As Manchester Grammar School’s yearly Jewish society dinner approaches, we find out what the highlights will be.
Every year Manchester Grammar School (MGS) runs a Jewish society dinner for current pupils, their families, teachers, and MGS alumni to come together and reflect on the importance of Judaism at the school.
The annual event includes a three-course kosher lunch with the opportunity for past and present society chairs to celebrate the history and achievements of the Jewish community at the school.
Year 12 pupil Zak helps to run the Jewish society at MGS and is proud of his Judaism: “Judaism is very important to me, so I am delighted that the Manchester Grammar School encourages all its pupils to practise religion openly. In fact, I would say that MGS is unique in its diversity and acceptance of the beliefs of pupils. Since I started at MGS, I have attended the weekly lunch and learn sessions and Jewish assemblies. Being able to attend such events makes me feel extremely proud, as does being joined by people of all faiths wanting to learn more about Judaism.”

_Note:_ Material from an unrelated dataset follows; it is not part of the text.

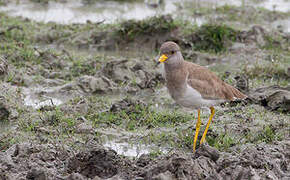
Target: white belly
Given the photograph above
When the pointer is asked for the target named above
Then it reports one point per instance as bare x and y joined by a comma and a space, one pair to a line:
193, 99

MGS has had a long list of Jewish alumni, and while today there may not be as many Jewish pupils as in previous decades, the school remains as supportive as ever. MGS’s Founders’ Day is coming up, and the High Master will attend a Founders’ Day service with Jewish pupils at a nearby synagogue, as well as the main service at the Manchester cathedral. In the last few years there has been a sukkah built for the festival of Sukkot, displayed outside the school’s entrance and visited during an open day.
This year’s dinner will see guest speaker Richard Donner discuss how his MGS education has guided him through Oxford University, work in the private equity sector, and now to being a patron of the MGS Bursary Appeal. The MGS Jewish community has loved hearing the stories of Old Mancunians at previous lunches, and the school can’t wait to hear from Richard this year.
Assistant Head Teacher Dan Farr said of the event: “The school is very proud of its long and illustrious relationship with Manchester’s Jewish community, and we are delighted by the pride that so many of our Jewish alumni have in the school. The warmth and success of this relationship, like the relationship the school has with all of its faith communities, does not need an event to mark it: it is something that is part of the character and fabric of the place. Nonetheless, the annual J-Soc lunch is a fabulous opportunity for current and former pupils and their families to spend some quality time together, reflecting on what it means to be a Jewish pupil at the school, and on how the experience of this may have changed through the generations.”